Le plan économique de Manuel Valls

08/04/2014, classé dans

Les marges de manœuvre économiques et budgétaires sont plus que limitées obligeant le Premier Ministre à opérer des arbitrages au fil de l’eau. Le déficit public devrait être de 4 % en 2014 et nul n’imagine que l’objectif de 3 % soit atteint en 2015. L’Europe sera contrainte d’accepter un nouveau report mais le conditionnera par l’engagement de véritable réformes de structure (assurance-maladie, droit du travail, prestations. En promettant des baisses de charges salariales et patronales tout en conservant le cap de la rigueur budgétaire, le Premier Ministre est contraint à se transformer en équilibriste e haut vol ou à devenir un professionnel du jeu de bonneteau.

La difficile bataille des économies

Le Premier Ministre a confirmé la réalisation du plan d’économies de 50 milliards d’euros avec la clef de répartition suivante : « 19 milliards d’euros économisés par l’Etat, 10 milliards par l’assurance maladie, 10 milliards par les collectivités locales et le reste proviendra d’une plus grande justice de notre système de prestations sociales ».

Cette clef de répartition sera plus que délicate à respecter compte tenu des tendances lourdes.

Les collectivités locales devraient bénéficier de dotations et de subventions revues à la baisse avec un risque d’augmentation des impôts à la clef. La réduction de la moitié du nombre de régions est un objectif à moyen voire à long terme. Les économies qui seront réalisées supposent qu’il y ait de véritables suppressions  de services…

Sur l’assurance-maladie dont le déficit structurel est de 8 milliards d’euros, un plan d’économie de 10 milliards d’euros est extrêmement optimiste d’autant plus que les investissements ont déjà été réduits au maximum.

L’effort demandé sur les prestations sociales risque de pénaliser les classes moyennes. Le Gouvernement pourrait revoir l’attribution des aides pour les concentrer sur les revenus modestes.

Baisse de l’impôt sur les sociétés au nom de l’attractivité

L’impôt sur les sociétés est, en France, caractérisée par une assiette étroite et par un taux élevé. Avec la majoration exceptionnelle, le taux de l’IS est de 37 % contre une moyenne de 30 % au sein de l’Union européenne. Il est de 22 % au Royaume-Uni, de 30 % en Allemagne et de 27 % en Italie.

Manuel Valls a promis de réduire le taux à 28 % en 2020. Il n’a pas indiqué si l’assiette serait élargie.
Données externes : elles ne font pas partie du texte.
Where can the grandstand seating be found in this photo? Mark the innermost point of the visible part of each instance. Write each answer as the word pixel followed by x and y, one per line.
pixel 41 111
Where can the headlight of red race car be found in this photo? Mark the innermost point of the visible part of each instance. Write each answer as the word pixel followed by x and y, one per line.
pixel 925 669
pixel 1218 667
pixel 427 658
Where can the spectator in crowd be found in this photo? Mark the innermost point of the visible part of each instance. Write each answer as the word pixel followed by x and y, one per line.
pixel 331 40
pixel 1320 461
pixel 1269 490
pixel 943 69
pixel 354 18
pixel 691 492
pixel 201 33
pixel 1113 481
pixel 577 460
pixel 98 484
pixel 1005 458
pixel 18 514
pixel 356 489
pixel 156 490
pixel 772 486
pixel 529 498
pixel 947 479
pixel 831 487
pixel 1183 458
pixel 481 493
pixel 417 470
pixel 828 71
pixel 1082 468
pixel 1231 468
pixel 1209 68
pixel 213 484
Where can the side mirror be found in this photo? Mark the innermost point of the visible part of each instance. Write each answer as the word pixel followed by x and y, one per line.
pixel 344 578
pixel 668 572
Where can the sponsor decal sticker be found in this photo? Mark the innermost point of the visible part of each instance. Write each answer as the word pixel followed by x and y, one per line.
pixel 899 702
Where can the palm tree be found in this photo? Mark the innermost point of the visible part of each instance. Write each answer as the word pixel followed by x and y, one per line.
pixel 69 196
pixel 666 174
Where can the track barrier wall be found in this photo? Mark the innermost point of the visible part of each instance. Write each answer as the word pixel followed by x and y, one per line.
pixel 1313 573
Par ailleurs, la contribution sociale de solidarité des sociétés supprimée en 3 ans .

Cette baisse vise à améliorer l’attractivité de la France. De nombreux investisseurs étrangers étaient dissuadés d’investir en France du fait du niveau excessif du taux même si in fine la contribution fiscale pouvait être moins élevée que chez nos partenaires.

Charges sociales entre l’erreur de casting et le jeu de bonneteau ?
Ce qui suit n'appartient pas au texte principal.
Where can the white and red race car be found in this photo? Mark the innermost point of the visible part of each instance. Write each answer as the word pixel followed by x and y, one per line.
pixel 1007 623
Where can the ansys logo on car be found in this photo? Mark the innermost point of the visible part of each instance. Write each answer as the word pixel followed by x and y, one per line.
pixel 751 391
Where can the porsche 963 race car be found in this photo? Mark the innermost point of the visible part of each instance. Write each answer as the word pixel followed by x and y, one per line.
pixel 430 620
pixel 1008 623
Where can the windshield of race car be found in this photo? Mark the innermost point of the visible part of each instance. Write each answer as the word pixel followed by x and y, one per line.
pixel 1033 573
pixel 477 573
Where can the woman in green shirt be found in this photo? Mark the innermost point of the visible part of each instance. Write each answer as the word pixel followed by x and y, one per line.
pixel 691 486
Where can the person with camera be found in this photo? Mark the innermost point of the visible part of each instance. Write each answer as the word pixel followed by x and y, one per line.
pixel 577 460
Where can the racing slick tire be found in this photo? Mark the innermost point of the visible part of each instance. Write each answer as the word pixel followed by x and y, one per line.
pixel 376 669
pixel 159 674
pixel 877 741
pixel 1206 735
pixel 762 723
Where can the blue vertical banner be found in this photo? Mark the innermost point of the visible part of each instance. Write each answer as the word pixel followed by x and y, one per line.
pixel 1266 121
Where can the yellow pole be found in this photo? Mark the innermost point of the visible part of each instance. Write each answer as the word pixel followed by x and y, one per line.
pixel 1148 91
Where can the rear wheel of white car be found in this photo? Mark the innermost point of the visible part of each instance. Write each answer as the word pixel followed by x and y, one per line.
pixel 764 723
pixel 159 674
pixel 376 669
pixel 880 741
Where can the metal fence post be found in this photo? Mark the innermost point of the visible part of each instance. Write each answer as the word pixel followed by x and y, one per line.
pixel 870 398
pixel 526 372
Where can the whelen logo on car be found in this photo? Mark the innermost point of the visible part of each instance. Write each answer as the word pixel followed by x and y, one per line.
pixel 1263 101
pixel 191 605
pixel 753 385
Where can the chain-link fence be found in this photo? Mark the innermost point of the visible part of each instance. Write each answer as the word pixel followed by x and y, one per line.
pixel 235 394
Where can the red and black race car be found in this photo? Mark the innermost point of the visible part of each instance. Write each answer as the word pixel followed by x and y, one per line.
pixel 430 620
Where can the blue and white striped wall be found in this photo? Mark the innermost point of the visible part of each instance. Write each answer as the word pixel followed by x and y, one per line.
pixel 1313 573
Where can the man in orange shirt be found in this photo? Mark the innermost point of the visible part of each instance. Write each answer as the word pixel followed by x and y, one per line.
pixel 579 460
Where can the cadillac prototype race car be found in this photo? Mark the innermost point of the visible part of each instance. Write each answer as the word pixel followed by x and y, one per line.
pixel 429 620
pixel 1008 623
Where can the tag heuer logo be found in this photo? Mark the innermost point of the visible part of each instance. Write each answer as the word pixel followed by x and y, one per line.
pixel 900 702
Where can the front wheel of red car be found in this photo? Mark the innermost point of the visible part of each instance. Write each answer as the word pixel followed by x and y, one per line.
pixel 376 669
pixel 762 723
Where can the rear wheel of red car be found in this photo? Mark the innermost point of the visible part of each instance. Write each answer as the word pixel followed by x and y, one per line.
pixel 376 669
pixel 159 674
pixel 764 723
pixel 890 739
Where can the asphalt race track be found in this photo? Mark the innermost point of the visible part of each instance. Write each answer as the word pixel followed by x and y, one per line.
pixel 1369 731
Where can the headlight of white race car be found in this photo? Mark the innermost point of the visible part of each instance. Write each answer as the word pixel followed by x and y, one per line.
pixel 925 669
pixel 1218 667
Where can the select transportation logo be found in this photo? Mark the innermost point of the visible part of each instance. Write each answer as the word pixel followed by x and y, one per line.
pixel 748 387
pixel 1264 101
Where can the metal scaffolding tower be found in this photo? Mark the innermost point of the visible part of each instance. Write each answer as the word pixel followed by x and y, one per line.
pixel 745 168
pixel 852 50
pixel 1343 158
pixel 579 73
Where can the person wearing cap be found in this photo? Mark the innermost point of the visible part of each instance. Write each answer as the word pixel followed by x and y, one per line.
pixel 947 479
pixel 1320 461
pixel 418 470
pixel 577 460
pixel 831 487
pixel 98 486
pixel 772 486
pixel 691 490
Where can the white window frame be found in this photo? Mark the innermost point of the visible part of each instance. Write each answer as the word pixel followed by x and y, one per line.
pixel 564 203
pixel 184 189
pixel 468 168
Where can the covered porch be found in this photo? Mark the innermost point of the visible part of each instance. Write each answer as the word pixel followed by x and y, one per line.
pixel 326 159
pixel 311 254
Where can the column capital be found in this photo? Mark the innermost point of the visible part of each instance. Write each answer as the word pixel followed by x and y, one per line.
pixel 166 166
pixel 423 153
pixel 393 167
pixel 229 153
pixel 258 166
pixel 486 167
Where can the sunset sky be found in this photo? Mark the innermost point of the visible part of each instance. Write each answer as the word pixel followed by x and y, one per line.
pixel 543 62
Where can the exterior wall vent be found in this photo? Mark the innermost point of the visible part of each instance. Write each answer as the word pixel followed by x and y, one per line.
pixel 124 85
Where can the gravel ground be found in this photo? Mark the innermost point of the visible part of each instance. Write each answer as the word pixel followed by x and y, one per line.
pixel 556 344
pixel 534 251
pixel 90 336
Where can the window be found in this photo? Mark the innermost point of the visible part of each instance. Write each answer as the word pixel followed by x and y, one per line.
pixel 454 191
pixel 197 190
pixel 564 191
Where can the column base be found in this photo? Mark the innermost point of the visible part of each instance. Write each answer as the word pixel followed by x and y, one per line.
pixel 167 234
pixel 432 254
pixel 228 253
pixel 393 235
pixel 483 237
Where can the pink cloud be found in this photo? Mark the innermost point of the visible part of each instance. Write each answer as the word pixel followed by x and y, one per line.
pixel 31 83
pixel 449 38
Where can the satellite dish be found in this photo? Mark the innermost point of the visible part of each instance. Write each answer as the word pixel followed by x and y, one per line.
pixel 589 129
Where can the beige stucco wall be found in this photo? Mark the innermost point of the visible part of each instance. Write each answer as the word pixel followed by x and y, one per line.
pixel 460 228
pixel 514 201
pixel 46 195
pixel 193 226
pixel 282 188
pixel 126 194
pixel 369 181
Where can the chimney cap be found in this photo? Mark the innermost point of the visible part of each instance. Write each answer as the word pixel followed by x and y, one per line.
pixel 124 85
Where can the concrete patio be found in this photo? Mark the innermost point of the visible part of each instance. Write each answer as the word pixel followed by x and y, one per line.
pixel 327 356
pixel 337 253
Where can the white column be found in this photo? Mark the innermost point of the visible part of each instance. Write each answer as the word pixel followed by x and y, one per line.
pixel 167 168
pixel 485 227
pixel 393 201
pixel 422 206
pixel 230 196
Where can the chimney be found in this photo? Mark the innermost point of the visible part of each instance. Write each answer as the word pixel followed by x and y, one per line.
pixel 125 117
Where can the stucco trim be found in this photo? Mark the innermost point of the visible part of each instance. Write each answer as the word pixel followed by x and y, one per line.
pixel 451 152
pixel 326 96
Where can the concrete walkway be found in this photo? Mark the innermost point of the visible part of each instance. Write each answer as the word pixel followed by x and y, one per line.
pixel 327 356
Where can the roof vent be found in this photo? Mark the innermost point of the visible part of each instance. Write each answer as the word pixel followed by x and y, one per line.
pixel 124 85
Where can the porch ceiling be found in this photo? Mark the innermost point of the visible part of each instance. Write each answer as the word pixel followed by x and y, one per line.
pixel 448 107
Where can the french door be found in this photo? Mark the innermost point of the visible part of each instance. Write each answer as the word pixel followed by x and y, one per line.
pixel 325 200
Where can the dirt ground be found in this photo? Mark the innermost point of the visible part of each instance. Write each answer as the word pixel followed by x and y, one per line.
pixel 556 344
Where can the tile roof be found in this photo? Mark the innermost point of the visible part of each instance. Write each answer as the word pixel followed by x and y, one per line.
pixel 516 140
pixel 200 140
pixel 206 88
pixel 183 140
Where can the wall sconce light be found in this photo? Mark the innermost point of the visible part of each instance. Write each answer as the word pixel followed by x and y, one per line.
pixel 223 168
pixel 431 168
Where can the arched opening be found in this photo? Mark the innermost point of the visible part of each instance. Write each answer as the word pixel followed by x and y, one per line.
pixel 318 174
Conformément aux annonces précédentes sur le pacte de responsabilité, le Premier Ministre a indiqué qu’au 1e janvier 2015, les cotisations salariales seront abaissées pour le SMIC, représentant un gain de 500 euros par an de salaire net .

Cette mesure vise à redonner du pouvoir d’achat aux bas salaires conformément à l’esprit de pacte de solidarité.

Par ailleurs, les cotisations familiales seront abaissées pour les salaires jusqu’à 3 fois et demi le SMIC. En outre, « pour les salariés au SMIC, les cotisations patronales seront supprimées »

Ces allègements de charges représenteraient 30 milliards d’euros d’ici 2016.

Ces mesures créent des effets de seuils et maintiennent par définition la France dans la production de gamme moyenne. La France comporte deux fois plus de salariés à faibles qualifications que l’Allemagne. Du fait du jeu des exonérations sociales sur les bas salaires, l’élévation en gamme est rendue difficile.

Il aurait mieux valu appliquer un abattement de charges total sur les 500 premiers euros de salaires rendant ainsi notre système de cotisations sociale progressif. Par ce système, les bas salaires seraient avantagés mais il n’y aurait pas d’effet de seuil.

La réduction des charges est une mesure de court terme, populaire car l’effet est direct pour les entreprises comme pour les salariés. A court terme, cette mesure pourrait être positive pour l’emploi ; en revanche, elle est dangereuse et coûteuse à moyen terme car par définition  il faudra compenser les pertes de recettes pour les régimes sociaux. Il y a un risque de jeu de bonneteaux ou de transferts de caisses vides entre l’Etat et ces régimes.